Regarding Quick Sort Killer
Some of you might have stumbled upon this cute article - http://igoro.com/archive/quicksort-killer/ \
What is really interesting is how he fixes quick sort to perform in O(N log N) against the defined adversary.
the quicksort might choose the median element as the pivot at each step, thus always geting a perfect split of the input sequence into two halves. Median can be found deterministically in O(N) running time, and so the total running time is always O(N log N).
My question is won't the linear time median-finding algorithm end up using the same compare function and perform in O(N^2) instead of O(N)?
Edit:
To be precise: I am questioning the complexity of the partition-based-median-selection algorithm开发者_运维问答 which uses a strategy similar to that of quick sort and it will use the same compare function as the one quick sort uses.
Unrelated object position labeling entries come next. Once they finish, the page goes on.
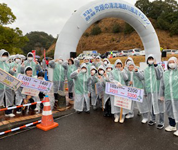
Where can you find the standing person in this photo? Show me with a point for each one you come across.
(137, 82)
(30, 62)
(6, 94)
(152, 75)
(107, 100)
(119, 77)
(17, 64)
(97, 62)
(88, 64)
(58, 75)
(92, 82)
(105, 62)
(168, 93)
(81, 84)
(71, 67)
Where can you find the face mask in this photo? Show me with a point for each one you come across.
(150, 62)
(4, 59)
(172, 65)
(93, 72)
(105, 62)
(101, 72)
(83, 70)
(109, 70)
(18, 60)
(60, 61)
(30, 58)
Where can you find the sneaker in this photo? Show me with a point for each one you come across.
(88, 112)
(144, 120)
(10, 115)
(129, 116)
(160, 126)
(18, 112)
(176, 133)
(79, 112)
(122, 120)
(151, 123)
(116, 119)
(170, 128)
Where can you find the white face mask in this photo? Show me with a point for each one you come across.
(4, 59)
(18, 61)
(93, 72)
(83, 70)
(105, 62)
(150, 62)
(30, 58)
(172, 65)
(101, 72)
(109, 70)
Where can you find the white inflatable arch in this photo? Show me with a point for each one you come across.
(87, 15)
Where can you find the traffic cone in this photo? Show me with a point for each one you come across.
(47, 121)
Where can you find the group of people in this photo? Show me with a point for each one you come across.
(160, 89)
(160, 86)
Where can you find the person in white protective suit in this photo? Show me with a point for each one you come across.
(6, 94)
(105, 62)
(107, 100)
(93, 79)
(137, 82)
(81, 90)
(119, 77)
(30, 62)
(97, 62)
(152, 75)
(169, 94)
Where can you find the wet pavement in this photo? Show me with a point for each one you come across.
(93, 132)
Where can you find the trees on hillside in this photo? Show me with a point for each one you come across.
(10, 39)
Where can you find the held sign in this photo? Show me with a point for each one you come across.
(131, 93)
(9, 81)
(36, 84)
(122, 102)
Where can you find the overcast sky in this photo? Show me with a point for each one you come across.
(44, 15)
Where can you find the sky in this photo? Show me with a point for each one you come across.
(44, 15)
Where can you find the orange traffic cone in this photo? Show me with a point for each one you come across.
(47, 121)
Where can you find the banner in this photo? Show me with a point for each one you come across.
(31, 92)
(122, 102)
(9, 81)
(131, 93)
(40, 85)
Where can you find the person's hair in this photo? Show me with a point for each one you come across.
(5, 54)
(40, 74)
(71, 61)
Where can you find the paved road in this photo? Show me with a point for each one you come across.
(93, 132)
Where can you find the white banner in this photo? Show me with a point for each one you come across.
(9, 81)
(31, 92)
(122, 102)
(131, 93)
(40, 85)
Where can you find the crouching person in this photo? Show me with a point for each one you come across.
(28, 98)
(6, 94)
(81, 91)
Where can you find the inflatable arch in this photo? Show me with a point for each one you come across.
(87, 15)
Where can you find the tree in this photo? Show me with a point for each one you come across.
(38, 41)
(10, 39)
(7, 17)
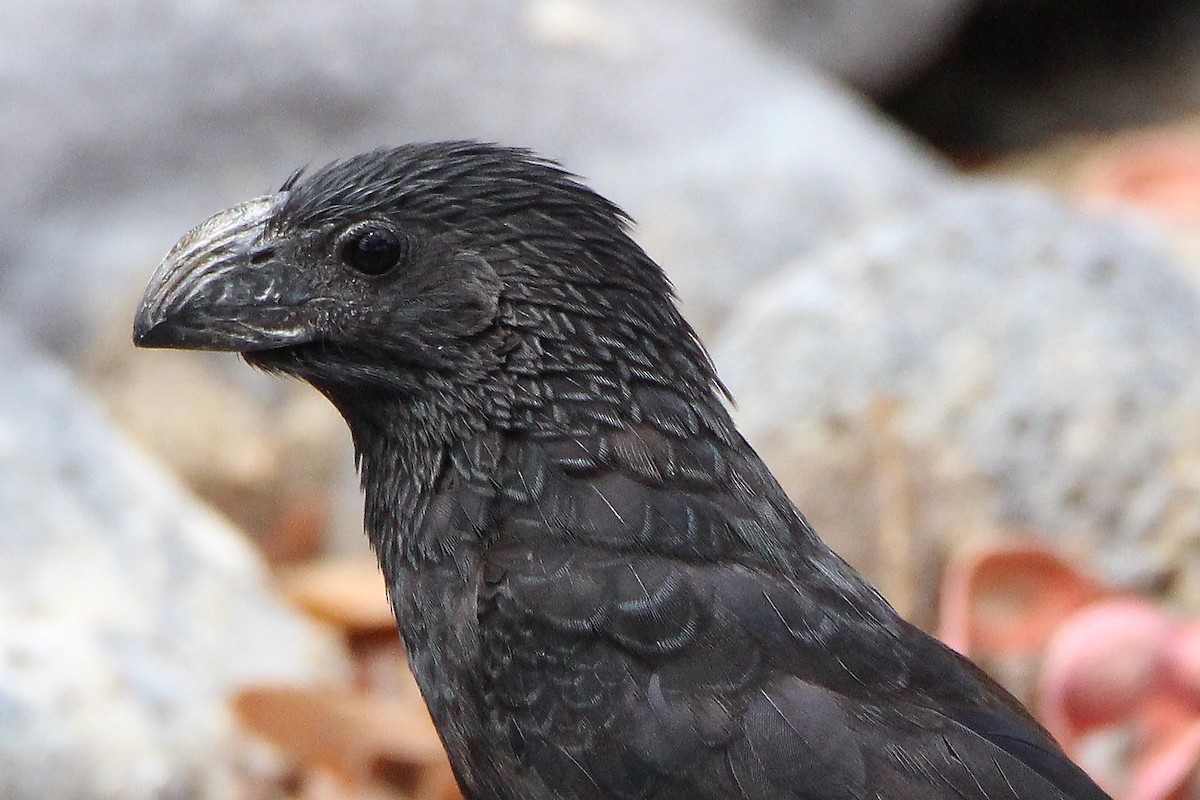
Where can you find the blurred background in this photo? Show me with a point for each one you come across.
(946, 254)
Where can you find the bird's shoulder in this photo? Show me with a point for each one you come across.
(646, 677)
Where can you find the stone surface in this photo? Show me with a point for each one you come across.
(1044, 358)
(731, 158)
(873, 44)
(129, 613)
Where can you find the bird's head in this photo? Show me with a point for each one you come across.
(433, 268)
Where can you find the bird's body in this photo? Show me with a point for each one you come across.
(603, 590)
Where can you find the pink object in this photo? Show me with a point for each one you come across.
(1158, 172)
(1167, 771)
(1009, 599)
(1102, 666)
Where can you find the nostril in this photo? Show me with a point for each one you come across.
(261, 256)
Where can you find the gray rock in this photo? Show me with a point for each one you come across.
(126, 124)
(129, 614)
(1049, 356)
(874, 44)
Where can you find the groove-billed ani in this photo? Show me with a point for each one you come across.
(603, 590)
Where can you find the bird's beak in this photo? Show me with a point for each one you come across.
(222, 287)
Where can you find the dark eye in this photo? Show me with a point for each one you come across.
(373, 251)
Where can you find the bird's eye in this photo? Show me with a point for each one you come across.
(373, 251)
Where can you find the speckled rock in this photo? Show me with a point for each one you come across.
(127, 612)
(1050, 355)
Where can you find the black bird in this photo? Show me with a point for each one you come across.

How can it work in O(N) with this adversary?
won't the linear time median-finding algorithm end up using the same compare function and perform in O(N^2) instead of O(N)?
No, by adding an O(N) function to find the median the complexity becomes
O((N+N) log N) == O(2N log N) == O(N log N)
But, as that article states, the increased constant makes it unattractive.
The standard technique is called median-of-3 and a full median search won't really improve over that.
If worst case is critical, just don't use Quicksort. Shellsort has a better upperbound.